27 abonnés 921 critiques Suivre son activité

3,0
Publiée le 13 novembre 2011
Moins bien que "La petite" en son temps dans un répertore proche, ce film demeure intéressant à voir, notamment grâce notamment au jeu des actrices, à la qualité de la photographie et des décors. Atmosphère d'une époque, qui n'épargne pas la vérité sur la déchéance de ces femmes malgré une ambiance parfois proche du pensionnat pour jeunes filles. Et la déchéance d'une époque faite de rapports sociaux abrupts, de bourgeoisie adultérine et bien-pensante, d'une domination masculine traditionnelle, assez bien reproduite en contexte général, Sans plus toutefois.
Nangeuh
Nangeuh

21 abonnés 486 critiques Suivre son activité

2,0
Publiée le 21 décembre 2013
La grande force du film, c'est qu'il retrace à la perfection la vie d'une maison close. Pour le reste le film n'a pas de fil directeur, on ne s'ennuie pas mais il n'y a pas vraiment d'histoire. Les musiques ne s'accordent pas vraiment avec le film. Bref c'est pas fou comme film.
traversay1

4 481 abonnés 5 351 critiques Suivre son activité

4,0
Publiée le 26 septembre 2011
Pourra t-on écouter à nouveau Nights in white satin sans repenser à cette splendide scène de L'appolonide, musique anachronique pour une sorte d'acmé au sein d'un film qui jusqu'alors montrait une dispersion de styles qui ne demandait qu'à être sublimée, en route vers une dernière demi-heure toxique et onirique où Bertrand Bonello lâche enfin les chevaux ? Nous sommes dans une maison close et le réalisateur a longtemps joué aussi sur la frustration. La chair est triste ? Pas seulement. C'est plus complexe que cela. L'appolonide est une petite entreprise qui connait la crise, alors que le 20ème siècle s'annonce. Le film de Bonello passe du réalisme à la crudité, de la tendresse entre ces femmes qui s'épaulent au flottement des âmes dans une atmosphère opiacée.
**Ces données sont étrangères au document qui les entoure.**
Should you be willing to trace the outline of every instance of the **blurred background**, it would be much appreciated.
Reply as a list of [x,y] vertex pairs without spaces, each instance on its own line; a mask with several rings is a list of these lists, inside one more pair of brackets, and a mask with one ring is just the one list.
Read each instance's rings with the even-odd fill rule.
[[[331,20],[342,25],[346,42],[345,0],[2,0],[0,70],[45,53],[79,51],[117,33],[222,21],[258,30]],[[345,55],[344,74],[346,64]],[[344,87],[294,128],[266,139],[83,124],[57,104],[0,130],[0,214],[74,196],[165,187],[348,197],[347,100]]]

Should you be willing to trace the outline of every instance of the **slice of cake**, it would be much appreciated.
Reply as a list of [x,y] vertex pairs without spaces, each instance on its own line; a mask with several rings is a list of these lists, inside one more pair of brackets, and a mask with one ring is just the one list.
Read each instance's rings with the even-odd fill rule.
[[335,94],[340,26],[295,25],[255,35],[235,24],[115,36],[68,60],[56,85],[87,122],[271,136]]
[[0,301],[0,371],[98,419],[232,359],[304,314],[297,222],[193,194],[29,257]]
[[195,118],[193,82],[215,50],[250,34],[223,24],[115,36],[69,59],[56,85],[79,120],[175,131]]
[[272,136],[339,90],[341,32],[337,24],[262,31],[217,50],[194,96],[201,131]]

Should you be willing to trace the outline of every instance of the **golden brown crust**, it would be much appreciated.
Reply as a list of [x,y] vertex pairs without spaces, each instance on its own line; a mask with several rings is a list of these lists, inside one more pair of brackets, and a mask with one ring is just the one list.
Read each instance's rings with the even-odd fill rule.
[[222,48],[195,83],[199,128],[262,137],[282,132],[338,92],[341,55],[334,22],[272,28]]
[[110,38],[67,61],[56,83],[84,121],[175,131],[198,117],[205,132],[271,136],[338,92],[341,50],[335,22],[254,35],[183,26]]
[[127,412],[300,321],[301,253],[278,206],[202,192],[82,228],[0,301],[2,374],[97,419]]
Il y manque peut-être l'émotion, qui aurait nécessité de se plier à des contraintes narratives romanesques et à isoler une femme parmi les autres (ce qui est le cas néanmoins, partiellement, avec le figure douloureuse de cette "femme qui rit"). Ce n'était pas la volonté d'un scénario qui vogue entre zones érogènes, hétérogènes et anxiogènes. L'appolonide est un vaisseau spatial. Au fil de ses croquis à l'esthétique luxuriante, les images évoquent quelques grands maîtres du cinéma qui n'ont jamais craint l'odeur du soufre, sans avoir fait Math stupre : Visconti et Bunuel pour les intérieurs, Renoir et Ophüls pour la scène champêtre. Des influences qui nourrissent le style de Bonello, sans l'étouffer, ce dernier ayant sa propre voix, singulière, qui n'est pas là pour plaire à tout le monde et c'est tant mieux s'il divise autant. Un regret pourtant, les toutes dernières images, contemporaines, comme un point de vue moral, qui est surtout maladroit. Hors sujet.